Materials and methods

Nanoparticles

SiMAG-TCL (lot 0808/07) (Chemicell GmbH, Berlin, Germany) are 100 nm diameter particles, each comprised of approximately 20 individual Fe3O4 cores embedded in a silica matrix. The particle surface is functionalized with carboxyl groups to enable binding to antibodies. The nanoparticles were imaged by transmission electron microscopy (Tecnai G2 F30 at 300kV, FEI Corporation, Hillsboro, Oregon, USA) as shown in Fig. 2. The nanoparticles are supplied in sterile, deionized water at a concentration of 50 mg[solids]/ml, with 8.5 × 1011 particles/mg. The iron concentration of the stock solution was determined destructively by dissolving in acid, forming the phenanthroline/Fe2+ complex, and then quantifying the concentration of a known dilution spectrophotometrically [14]. The concentration was found to be 27 mg[Fe]/ml, confirming that the nanoparticles are 75 wt.% Fe3O4 (54 wt.% Fe).

Fig. 2.

Fig. 2

Transmission electron micrograph of SiMAG-TCL. Under the measurement conditions, the porous silica shells on the iron oxide particles provide very little contrast. The observed structures are the magnetic cores, most of which appear to have diameters in the 5–20 nm range.

SQUID-relaxometry

Detection of nanoparticles by relaxometry was performed using a seven-channel low-temperature SQUID array (BTi 2004, 4D-Neuroimaging, San Diego, CA) originally designed for magnetoencephalography. Second order gradiometers with a baseline of 4 cm are used to reject background magnetic fields due to distant sources, allowing the measurements to be performed in an unshielded environment. Due to RF interference, the sensitivity of the system is currently limited to ~10−12 T/√Hz. The seven gradiometer coils are located at the bottom of the liquid He dewar, 1.9 cm from the outer dewar surface, arranged with six in a circle of 2.15 cm radius and one at the center. For in vitro measurements on small samples, the sample is located at a distance z ≈ 2.8–3.5 cm below the bottom of the center coil. The samples are uniformly magnetized (parallel to the center gradiometer axis) using a 60 cm-square Helmholtz array (L = 16 mH, B/I = 0.107 mT/A) powered by a 3 kW current-regulated supply. The decaying magnetization is sampled at a rate of 1 kHz (beginning 50 ms after switching off the magnetizing pulse) and digitized using a National Instruments PXI8336 16-channel digitizer and LabVIEW 8.5.1 acquisition software (National Instruments, Austin, TX). Our standard measurement protocol is to apply a 3.8 mT field for 0.3 s and then acquire data for 2 s (see Fig. 1), with 10 repetitions, subsequently averaged, to improve signal-to-noise. Magnetization curves (M vs. B) are obtained, using the same apparatus and timing, by varying the applied field between 0 and 4.0 mT.

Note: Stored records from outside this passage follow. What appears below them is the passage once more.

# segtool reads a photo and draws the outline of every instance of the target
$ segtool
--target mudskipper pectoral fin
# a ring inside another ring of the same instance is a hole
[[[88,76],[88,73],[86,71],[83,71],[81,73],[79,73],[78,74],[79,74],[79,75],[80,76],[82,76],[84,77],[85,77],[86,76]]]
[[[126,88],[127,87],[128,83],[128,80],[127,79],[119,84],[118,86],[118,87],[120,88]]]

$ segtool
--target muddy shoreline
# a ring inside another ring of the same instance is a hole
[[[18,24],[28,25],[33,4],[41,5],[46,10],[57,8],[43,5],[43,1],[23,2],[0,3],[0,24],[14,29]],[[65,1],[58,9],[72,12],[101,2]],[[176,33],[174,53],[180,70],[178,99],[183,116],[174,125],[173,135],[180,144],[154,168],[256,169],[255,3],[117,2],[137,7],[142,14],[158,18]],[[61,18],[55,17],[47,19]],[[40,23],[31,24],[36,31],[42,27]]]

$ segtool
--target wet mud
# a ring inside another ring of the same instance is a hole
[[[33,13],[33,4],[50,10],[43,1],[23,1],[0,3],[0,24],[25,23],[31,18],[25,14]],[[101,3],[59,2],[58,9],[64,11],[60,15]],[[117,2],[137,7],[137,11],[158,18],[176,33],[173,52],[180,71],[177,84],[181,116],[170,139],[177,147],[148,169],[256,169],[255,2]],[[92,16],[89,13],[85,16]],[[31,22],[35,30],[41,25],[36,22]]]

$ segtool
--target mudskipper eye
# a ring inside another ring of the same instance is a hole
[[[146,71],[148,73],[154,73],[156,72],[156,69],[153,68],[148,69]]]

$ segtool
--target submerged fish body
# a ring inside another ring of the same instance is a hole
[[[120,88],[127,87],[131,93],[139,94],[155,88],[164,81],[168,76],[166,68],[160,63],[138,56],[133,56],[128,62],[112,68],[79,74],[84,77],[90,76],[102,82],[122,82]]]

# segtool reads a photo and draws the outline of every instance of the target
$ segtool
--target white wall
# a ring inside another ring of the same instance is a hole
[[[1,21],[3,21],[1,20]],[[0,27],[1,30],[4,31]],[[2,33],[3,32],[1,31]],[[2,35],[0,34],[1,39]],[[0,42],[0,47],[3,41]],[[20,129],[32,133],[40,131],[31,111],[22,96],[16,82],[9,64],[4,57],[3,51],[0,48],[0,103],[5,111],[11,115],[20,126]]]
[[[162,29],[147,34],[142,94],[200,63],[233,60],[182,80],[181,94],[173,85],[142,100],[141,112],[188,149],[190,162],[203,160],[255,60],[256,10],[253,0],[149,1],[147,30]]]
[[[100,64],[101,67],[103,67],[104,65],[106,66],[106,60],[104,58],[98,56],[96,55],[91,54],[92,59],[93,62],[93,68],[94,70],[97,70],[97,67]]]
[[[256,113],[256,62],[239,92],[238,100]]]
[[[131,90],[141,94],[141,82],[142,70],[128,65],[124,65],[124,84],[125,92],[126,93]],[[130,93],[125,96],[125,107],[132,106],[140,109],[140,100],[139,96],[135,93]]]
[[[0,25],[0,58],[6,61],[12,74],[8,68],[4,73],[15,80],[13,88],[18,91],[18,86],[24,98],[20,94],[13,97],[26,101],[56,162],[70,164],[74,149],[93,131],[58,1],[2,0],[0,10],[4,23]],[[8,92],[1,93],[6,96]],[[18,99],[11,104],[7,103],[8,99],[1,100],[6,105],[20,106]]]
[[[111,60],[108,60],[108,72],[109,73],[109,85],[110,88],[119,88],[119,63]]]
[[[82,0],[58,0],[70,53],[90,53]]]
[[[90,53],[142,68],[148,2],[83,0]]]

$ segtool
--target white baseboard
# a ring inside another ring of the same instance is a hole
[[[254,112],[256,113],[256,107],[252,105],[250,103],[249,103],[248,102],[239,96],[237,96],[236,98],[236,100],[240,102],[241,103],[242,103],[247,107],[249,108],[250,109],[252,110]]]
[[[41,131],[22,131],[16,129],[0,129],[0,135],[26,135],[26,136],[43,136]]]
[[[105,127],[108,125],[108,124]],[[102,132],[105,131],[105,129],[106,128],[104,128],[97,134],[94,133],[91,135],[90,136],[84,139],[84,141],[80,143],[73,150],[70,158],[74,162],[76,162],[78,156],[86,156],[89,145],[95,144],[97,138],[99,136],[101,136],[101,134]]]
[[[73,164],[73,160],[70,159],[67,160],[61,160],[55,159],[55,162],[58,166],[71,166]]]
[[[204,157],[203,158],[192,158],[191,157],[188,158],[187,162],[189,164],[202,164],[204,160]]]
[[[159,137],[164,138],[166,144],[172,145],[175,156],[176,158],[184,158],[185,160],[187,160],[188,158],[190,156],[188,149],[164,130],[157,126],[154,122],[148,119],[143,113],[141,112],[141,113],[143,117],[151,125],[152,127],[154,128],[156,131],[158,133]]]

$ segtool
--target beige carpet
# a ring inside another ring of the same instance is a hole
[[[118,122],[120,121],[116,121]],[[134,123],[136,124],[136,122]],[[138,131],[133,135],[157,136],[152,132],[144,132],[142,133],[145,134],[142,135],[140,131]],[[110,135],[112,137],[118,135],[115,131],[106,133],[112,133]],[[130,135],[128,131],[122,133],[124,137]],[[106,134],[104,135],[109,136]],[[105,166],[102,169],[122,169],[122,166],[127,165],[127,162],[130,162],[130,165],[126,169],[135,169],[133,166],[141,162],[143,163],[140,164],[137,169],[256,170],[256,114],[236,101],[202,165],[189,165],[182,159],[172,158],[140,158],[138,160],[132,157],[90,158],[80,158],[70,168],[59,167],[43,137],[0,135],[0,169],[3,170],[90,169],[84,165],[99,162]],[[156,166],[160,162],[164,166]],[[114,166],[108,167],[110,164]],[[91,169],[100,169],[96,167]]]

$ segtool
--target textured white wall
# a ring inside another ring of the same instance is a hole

Data analysis is performed using the Multi-Source Analysis program, written in our lab using MATLAB (The MathWorks Inc., Natick, MA). After signal averaging, background data (acquired with no sample) is subtracted from the sample data. The seven relaxation curves are fit by a logarithmic function and an exponential function to determine the magnetic field amplitude at each sensor position (by extrapolation to the time at which the magnetizing pulse is switched off) [1]. In order to solve the inverse problem, we fit the spatial dependence of the magnetic field by modeling the sample as a single magnetic dipole, which allows us to determine the location (x, y, z) and magnetic moment (mz) of the source. The least-squares fit is performed using the Levenberg-Marquardt algorithm. A multiple dipole model may be used to determine the spatial coordinates and moments for multiple discrete sources using n different sample positions – equivalent to a sensor array with 7n elements.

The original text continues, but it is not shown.